Varnish High Availability (VHA) is a high-performance content replicator for Varnish Plus. Using VHA with a group of Varnish Plus servers ensures that the cached objects will be efficiently replicated between caches when first fetched from the backend. This both provides higher performance to the client and minimizes backend traffic.
To illustrate the performance benefits of using Varnish High Availability, a cluster of six Amazon EC2 nodes was configured in a setup as illustrated in Figure 1 and detailed in Table 1.
The consumer node is set up with the “wrk” tool, a high-performance benchmark client that is able to generate significant load on relatively low-powered nodes. The backend used is a synthetic golang-based backend that, based on the request URL, will generate custom responses that are useful in a benchmarking context.

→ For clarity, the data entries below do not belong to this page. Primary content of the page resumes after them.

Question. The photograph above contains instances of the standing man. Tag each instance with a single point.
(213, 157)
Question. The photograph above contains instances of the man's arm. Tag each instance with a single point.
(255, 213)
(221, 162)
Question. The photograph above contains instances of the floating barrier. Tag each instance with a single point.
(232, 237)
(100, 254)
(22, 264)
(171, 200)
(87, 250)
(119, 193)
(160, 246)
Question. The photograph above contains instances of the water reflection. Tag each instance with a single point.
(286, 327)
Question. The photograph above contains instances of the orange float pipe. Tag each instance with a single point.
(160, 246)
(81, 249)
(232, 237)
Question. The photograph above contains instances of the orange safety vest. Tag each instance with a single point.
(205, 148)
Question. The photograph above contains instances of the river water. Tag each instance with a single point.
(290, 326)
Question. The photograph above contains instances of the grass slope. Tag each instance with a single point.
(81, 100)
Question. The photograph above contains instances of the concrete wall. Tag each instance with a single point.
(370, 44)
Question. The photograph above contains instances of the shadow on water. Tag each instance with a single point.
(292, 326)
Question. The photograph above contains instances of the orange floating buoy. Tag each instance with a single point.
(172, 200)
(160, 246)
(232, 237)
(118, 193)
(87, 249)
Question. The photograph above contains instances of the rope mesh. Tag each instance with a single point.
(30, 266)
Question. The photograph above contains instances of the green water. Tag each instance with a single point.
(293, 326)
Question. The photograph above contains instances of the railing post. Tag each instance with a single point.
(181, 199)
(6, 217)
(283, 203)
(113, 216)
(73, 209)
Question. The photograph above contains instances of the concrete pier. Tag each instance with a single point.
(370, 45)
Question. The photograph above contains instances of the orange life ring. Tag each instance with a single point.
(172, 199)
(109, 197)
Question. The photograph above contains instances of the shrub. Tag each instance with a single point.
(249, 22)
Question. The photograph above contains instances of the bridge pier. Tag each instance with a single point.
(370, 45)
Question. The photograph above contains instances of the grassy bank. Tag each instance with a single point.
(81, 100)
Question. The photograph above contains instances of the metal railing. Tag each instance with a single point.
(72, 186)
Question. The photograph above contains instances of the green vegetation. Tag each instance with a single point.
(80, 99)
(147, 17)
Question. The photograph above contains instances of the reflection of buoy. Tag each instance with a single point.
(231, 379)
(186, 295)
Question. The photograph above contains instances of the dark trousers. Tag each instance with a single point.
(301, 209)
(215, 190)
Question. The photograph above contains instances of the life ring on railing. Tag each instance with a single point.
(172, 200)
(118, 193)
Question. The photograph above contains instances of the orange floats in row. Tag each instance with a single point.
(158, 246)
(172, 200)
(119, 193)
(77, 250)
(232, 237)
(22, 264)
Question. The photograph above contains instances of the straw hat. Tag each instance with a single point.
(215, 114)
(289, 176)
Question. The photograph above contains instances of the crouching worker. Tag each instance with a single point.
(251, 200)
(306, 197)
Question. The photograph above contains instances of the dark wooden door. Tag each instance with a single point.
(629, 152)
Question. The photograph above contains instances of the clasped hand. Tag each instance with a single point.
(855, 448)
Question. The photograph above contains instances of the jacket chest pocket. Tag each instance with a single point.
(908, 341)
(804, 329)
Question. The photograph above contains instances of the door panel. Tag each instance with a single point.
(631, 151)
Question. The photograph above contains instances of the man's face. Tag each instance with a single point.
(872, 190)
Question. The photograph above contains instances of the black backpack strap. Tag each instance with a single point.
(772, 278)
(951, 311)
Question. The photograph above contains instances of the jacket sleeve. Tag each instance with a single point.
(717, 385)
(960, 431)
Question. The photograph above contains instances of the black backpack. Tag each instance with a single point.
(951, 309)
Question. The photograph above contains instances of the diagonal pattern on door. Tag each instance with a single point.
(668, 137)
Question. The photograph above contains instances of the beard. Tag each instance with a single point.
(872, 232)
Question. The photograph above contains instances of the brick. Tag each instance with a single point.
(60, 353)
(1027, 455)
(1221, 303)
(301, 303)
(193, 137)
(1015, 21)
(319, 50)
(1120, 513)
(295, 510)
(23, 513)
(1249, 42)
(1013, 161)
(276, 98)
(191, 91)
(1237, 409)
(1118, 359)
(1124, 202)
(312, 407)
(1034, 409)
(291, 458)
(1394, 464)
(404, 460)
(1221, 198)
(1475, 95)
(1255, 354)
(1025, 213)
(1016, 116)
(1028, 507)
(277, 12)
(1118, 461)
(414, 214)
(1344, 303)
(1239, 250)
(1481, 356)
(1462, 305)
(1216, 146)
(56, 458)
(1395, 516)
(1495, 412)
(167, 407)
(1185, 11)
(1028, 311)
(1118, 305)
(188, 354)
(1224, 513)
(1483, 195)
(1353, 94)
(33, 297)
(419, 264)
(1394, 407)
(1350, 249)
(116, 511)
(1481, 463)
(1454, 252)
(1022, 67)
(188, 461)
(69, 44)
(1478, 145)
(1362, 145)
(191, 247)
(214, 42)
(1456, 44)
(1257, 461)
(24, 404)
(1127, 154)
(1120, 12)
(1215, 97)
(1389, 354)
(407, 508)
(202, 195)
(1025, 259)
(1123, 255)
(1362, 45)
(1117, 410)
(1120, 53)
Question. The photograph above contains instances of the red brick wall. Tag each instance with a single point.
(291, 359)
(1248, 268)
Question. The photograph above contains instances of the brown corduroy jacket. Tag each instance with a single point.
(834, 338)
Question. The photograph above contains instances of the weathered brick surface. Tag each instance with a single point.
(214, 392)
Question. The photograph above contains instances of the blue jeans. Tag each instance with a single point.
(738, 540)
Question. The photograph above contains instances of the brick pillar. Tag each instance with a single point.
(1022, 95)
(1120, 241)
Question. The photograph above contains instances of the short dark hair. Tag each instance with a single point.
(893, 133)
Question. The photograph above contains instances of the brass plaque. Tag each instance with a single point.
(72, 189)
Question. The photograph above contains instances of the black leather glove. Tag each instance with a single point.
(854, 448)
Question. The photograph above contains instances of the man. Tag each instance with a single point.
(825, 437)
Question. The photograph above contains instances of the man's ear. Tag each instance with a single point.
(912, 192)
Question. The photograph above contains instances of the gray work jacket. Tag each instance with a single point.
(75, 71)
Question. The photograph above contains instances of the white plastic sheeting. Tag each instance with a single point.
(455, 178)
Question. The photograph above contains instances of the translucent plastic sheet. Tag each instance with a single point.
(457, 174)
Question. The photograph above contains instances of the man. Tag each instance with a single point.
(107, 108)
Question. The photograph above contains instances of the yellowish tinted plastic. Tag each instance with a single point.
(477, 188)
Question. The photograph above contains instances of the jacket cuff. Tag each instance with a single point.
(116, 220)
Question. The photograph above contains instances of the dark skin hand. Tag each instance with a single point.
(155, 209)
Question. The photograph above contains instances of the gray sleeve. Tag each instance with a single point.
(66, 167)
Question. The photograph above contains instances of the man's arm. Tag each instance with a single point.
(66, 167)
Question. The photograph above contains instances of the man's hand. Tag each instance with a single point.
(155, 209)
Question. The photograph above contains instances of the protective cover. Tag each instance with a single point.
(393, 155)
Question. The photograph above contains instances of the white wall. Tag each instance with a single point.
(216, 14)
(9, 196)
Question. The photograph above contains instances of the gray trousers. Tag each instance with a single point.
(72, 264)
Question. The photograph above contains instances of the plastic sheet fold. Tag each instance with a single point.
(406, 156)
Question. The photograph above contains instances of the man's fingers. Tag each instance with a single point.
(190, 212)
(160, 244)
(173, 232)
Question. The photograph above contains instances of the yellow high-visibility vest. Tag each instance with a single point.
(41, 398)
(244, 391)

For this benchmark, a URL set was generated with 50,000 unique URLs. The backend requests generated by the URLs instruct the backend to start serving data after a 200ms pause. This is done to simulate a real-life backend, which performs logic on each request. Size distribution was set to between 10,000 and 50,000 bytes.
At the start of the benchmark run, the cache is cleared on all Varnish Plus nodes. The URL list is used to generate load for 90 seconds, then the list is processed from the top again for a total of three passes. This illustrates a scenario where the cache is emptied, due to a site-wide content update or other similar events, and users accessing the various content over time, with hit rates increasing as more content is inserted into the cache.
At the end of the benchmark run, the number of backend requests is tallied along with the performance counters from the wrk tool.
The benchmark set was repeated 10 times, results are shown in Tables 2 and 3 below.
Comparing the results from the benchmark runs with Varnish High Availability enabled versus the disabled runs, the backend offloading is immediately apparent. With VHA enabled, the backend requests were decreased by between 55% to 67% (an average of 63% decrease across all ten benchmark runs).
The request latency decreased by between 51% to 64% (with an average of 57% decrease across all runs) as fewer requests required additional round trips to the backend. With VHA the latency is also kept a lot more consistent, with lower standard deviation in the measurements.
The transactional capacity measured in requests/second is also greatly improved when Varnish can deliver directly to the client. The average increase is between 68% and 292% (with an average increase across all runs of 184%). Looking athe amount of completed requests, using VHA we get a consistent performance of over 600k requests completed per benchmark run. Without content replication the average result is 246k requests, with a wide spread between 159-376k requests completed.
Real-Life Impact of Using VHA
Any synthetic benchmark result will always be difficult to extrapolate directly over to real-life results. However, the performance characteristics shown in these benchmarks illustrate in which ways content replication with VHA improves performance in a cache cluster.
The usage patterns of high-volume websites tend to benefit from cache replication. The hot-set of objects, be it front pages, top news stories or hot e-commerce products, is important to keep in cache, and in a multi-cache cluster, replication ensures that updates to these objects are quickly inserted into all caches, keeping hit rates across the cluster high.
This means that when using Varnish High Availability, adding more cache servers translates directly into better performance of the environment. Without content replication, adding more caches will often just move the bottleneck to the backend, as cache hit rate per server decreases, and more backend requests are performed as a result. With VHA, backend overloading is avoided. Client delivery is also improved, as higher hit rates translate into improved transactional capacity and lower request latency.